Ultimately, athletes should experiment with different measurement times and frequencies to determine what works best for them based on their training schedule, lifestyle, and individual response to training and recovery interventions. Tracking HRV consistently over time can help athletes identify patterns, optimize training adaptations, and prevent overtraining and injury.

Can HRV be affected by factors like dehydration, caffeine intake, or other common substances, and if so, how should athletes account for these variables when interpreting their HRV data?

Keep track of factors that may affect HRV, such as hydration status, caffeine intake, sleep quality, and stress levels.
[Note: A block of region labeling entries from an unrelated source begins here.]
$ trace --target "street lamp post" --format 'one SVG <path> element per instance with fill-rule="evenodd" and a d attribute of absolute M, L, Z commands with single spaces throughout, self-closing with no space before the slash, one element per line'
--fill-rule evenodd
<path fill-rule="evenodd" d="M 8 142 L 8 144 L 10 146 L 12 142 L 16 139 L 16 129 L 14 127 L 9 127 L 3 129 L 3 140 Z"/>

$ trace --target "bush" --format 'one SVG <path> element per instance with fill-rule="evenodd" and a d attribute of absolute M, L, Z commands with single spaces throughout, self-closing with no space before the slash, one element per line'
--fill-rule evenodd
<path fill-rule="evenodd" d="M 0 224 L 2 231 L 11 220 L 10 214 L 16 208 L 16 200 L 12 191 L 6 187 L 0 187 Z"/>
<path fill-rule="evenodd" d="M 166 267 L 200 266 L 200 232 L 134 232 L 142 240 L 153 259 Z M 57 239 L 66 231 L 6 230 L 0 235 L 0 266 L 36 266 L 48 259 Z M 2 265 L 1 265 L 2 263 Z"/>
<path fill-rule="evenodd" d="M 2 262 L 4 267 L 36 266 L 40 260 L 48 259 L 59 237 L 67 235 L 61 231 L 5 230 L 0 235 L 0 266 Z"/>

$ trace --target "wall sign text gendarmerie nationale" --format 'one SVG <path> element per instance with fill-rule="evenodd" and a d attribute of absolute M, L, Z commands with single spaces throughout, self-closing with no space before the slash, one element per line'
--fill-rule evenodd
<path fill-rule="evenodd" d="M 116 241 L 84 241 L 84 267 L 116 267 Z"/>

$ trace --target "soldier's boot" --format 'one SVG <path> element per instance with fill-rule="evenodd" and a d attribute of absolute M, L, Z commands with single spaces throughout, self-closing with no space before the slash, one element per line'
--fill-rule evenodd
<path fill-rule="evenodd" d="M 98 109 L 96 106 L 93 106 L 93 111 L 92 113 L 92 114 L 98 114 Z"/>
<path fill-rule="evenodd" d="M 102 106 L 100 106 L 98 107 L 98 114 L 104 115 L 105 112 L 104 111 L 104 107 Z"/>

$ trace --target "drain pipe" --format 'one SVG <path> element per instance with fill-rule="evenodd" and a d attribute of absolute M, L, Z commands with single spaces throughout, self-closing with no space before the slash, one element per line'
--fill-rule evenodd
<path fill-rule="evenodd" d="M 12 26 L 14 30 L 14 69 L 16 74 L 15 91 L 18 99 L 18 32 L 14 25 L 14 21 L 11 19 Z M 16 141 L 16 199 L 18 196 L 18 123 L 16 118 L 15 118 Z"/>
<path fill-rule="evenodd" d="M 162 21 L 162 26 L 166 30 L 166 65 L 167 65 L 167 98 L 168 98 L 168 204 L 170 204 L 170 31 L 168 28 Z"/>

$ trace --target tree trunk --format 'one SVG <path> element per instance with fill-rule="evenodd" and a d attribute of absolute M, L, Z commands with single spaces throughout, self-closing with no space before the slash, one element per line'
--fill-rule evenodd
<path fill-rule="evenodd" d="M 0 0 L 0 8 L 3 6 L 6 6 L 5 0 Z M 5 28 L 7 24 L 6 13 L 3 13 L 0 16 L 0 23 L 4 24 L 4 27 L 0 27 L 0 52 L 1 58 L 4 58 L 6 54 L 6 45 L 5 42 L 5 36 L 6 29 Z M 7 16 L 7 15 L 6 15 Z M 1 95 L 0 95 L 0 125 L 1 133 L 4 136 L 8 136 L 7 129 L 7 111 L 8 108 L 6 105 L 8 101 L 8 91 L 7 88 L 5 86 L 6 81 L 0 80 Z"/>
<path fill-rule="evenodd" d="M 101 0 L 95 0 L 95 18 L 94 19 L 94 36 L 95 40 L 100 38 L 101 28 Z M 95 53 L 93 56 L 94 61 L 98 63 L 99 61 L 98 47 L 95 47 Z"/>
By recording these variables alongside HRV measurements, athletes can better understand how lifestyle factors may impact their autonomic nervous system function.

Experiment with different lifestyle choices to observe how they influence HRV. For example, athletes may choose to abstain from caffeine for a period of time and monitor the effects on HRV, or they may increase their fluid intake and observe any changes in HRV measurements.

Consider HRV data within the context of other physiological metrics and subjective indicators of recovery, such as perceived fatigue, sleep quality, and training load. While HRV can provide valuable insights into autonomic nervous system function and recovery status, it should be interpreted alongside other relevant information to make informed decisions about training and recovery strategies. Remember, HRV is only a data point to base your training decisions on.